My personal favorite, “Nightstand,” hammers home the spooky soulful vibe. It’s a murder ballad driven by a swirly Rhodes piano, guitar crunch, Hammond organ wail, rich background vocals and gut-punch lyrics. Case in point, the chorus:
I was born with the cord wrapped around my neck
It’s not something I could ever forget
The world’s been trying to take me out since the day I first arrived
There’s a darkness a-reaching for my hand
I keep a gun in my nightstand
Waiting for music to bury a body by
The funereal shuffle of “Cold Hard Ground” brings to mind the artsy country blues of Wrecking Ball-era Emma Lou Harris.
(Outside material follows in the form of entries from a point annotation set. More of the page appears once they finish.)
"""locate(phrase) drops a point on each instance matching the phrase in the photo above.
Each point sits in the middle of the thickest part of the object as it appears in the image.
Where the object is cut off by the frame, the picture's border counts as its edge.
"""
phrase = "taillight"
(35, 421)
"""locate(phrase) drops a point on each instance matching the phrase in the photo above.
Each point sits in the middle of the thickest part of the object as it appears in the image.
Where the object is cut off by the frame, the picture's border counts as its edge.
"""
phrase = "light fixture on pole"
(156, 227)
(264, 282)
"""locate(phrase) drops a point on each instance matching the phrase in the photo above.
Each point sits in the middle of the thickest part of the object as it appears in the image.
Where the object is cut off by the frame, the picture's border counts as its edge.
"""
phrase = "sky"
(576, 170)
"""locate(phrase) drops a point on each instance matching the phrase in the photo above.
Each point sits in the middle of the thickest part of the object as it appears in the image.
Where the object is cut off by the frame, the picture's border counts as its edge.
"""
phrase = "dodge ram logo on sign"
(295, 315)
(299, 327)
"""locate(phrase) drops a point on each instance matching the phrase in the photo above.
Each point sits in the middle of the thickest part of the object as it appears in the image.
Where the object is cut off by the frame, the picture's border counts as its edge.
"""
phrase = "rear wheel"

It’s a minor blues articulated with a slurry snare-brushed beat, honey toned organ and minimalist piano. Co-producer David Baron, proprietor of Sun Mountain Studios in the Hudson Valley where the EP was recorded, is an analog synth collector. He adds some very outta-space keyboard swirl and ambience here, along with (possibly) a mellotron-treated vocal chorus. He’s a master of the less is more approach.
“Not Worthy the Whiskey” is a swaggering stomp-and-holler about making peace with your dark past. The tune is propelled by percussive handclaps and stomps and boasts a whistling-down-the-alley intro ala Billy Joel’s “The Stranger.” It’s another deep blue lament, ones that floats in and out like a dream.
Like much great music, King’s debut EP was born of loss. In the press notes she says: “My dog died, my ex-husband died and my mama died too. Life is too fucking short, I’d just spent almost a year traveling in a tent away from my instruments and facing so much loss, I realized I never wanted to be away from music again.”
King’s partnership with Felice came about when she sent him a shot-in-the-dark email containing a performance video of “Nightstand,” which to an invitation to record that tune and four more. We are lucky that King found the strength to put her loss into such fresh, emotionally revealing, brave music. And she’s lucky to have found, in Felice and Baron, producers who could bring her art to life is such a beautifully restrained and achingly gorgeous way.